Set-up virtual machines

Overview

Info

Estimated time for section: 45 minutes

The following section details how to set-up cloud infrastructure on GCP.

These steps need to be completed once per PROJECT.

Set-up virtual machines
Set-up storage infrastructure

This step needs to be completed once per USER. That is, if a team is working on a project, each individual member with a Google Account has to execute the steps listed below.

Set-up user

Tutorial package

This tutorial has a package (link to repo) that contains several scripts and synthetic datasets useful for this tutorial. Note that depending on your specific needs, not every file in this package needs to be used.

Create and configure the google cloud project

This first step creates your project in Google Cloud Platform. This step only needs to be done once.

Go to https://cloud.google.com/ and sign in with an account associated with your institution or university. Note that if you just sign in with your personal Google account, there is a chance that an eventual request for GPU quota will be denied, so it is highly suggested attempting to sign in with an institutional email address.

If this is your first time logging into Google Cloud Platform, first we need to create a project. Navigate to the console.cloud.google.com/compute and then fill out the details needed to create a project.

Next, you have to link your account to a billing account by entering a credit card. Navigate back to the dashboard at console.cloud.google.com/home and then click 'Billing,' located on the right side. Here you can add a method to pay for GPUs.

Requesting additional GPU quota

Compute Engine enforces quota to prevent unforseen spikes in GPU usage. The quota enforces an upper bound on how many GPUs can be created in each zone. Thus, you must make sure your quota allows you to have enough GPUs to run your client machines, and if not, request additional quota. Google may take up to 48 hours to allocate quota (although generally much faster than this), so it is recommended to request additional quota well before planning to begin a run.

Generally, we need to increase our quota of 1) # of GPUs, 2) # of global GPUs, and 3) # of global CPUs.

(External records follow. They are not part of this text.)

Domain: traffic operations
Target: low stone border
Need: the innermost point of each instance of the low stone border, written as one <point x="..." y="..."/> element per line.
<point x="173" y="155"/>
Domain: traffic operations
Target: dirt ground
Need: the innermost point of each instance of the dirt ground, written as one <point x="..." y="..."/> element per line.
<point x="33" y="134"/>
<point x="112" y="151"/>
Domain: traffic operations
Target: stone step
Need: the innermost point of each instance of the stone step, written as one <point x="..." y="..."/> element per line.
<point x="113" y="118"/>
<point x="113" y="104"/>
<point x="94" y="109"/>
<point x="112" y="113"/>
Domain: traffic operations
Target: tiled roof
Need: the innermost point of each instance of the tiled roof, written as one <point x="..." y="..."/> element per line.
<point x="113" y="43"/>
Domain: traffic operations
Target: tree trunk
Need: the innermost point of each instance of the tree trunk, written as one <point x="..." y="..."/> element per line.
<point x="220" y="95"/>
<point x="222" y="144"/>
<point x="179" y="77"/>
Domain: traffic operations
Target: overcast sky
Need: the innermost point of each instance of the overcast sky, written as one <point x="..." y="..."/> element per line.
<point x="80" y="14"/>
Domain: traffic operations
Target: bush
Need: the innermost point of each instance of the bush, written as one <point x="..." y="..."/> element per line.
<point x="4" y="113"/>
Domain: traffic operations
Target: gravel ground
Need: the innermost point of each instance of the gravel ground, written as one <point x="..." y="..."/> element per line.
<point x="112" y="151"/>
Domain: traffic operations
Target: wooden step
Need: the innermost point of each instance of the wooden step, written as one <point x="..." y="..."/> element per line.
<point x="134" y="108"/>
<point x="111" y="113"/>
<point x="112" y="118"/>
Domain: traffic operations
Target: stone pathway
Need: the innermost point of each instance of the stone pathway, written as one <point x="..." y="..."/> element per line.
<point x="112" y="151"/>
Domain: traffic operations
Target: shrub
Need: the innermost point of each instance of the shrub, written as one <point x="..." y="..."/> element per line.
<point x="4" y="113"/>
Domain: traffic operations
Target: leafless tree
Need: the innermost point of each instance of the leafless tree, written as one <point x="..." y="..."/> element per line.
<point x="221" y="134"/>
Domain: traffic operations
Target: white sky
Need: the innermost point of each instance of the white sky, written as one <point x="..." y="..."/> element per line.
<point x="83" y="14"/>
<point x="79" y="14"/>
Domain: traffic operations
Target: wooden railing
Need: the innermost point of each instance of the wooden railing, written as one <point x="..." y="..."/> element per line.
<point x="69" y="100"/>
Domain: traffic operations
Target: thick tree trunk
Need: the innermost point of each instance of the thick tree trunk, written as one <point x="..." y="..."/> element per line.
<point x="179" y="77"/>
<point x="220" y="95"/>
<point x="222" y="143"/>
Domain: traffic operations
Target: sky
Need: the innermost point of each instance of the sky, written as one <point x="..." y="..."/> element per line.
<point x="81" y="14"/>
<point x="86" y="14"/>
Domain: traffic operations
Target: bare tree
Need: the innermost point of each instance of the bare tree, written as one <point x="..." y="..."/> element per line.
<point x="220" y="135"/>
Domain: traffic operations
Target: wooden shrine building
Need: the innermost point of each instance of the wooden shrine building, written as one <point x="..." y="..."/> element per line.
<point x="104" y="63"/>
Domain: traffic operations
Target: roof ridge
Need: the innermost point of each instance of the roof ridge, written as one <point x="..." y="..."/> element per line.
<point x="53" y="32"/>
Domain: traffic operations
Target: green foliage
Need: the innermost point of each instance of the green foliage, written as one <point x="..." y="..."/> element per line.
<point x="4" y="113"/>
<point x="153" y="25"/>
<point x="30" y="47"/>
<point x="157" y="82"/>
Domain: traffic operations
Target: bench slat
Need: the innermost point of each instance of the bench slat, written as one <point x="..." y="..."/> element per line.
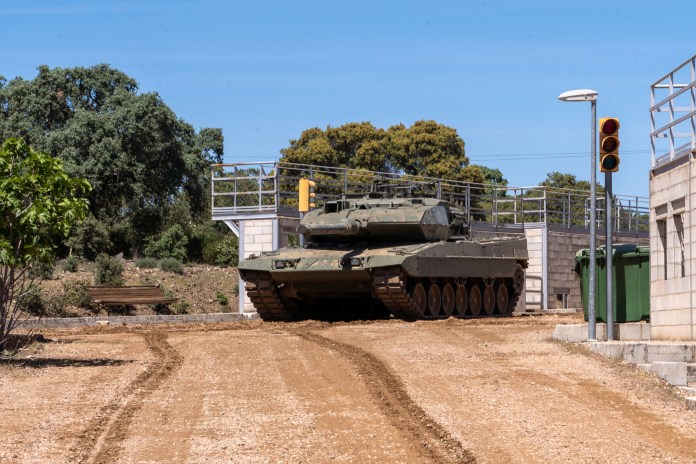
<point x="129" y="295"/>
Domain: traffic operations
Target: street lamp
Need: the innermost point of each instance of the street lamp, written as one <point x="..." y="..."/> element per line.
<point x="590" y="96"/>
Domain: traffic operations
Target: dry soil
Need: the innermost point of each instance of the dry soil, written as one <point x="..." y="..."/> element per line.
<point x="486" y="391"/>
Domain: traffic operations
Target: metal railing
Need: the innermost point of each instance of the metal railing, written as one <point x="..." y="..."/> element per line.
<point x="673" y="111"/>
<point x="245" y="189"/>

In order to request quota, navigate to https://console.cloud.google.com/iam-admin/quotas, open up the 'Metric' drop down menu, de-select all by clicking 'none.'

First, scroll down to find an appropriate GPU that you will be attaching to your virtual machines. The user can choose any GPU that suits their purpose; the default one used in this tutorial is NVIDIA K80 GPU. Note, the selected GPU works well as 'normal' type, not 'committed' (higher costs) or 'preemptible' (short-lived VMs).

Select the chosen GPU, and then scroll down to the specific region you want to increase quota in. Once you select it, click the 'Edit Quotas,' and fill in the information.

To follow this tutorial exactly, you need at least 4 NVIDA K80 GPUs in us-central1-c, and 4 NVIDIA K80 GPUs in us-east1-c.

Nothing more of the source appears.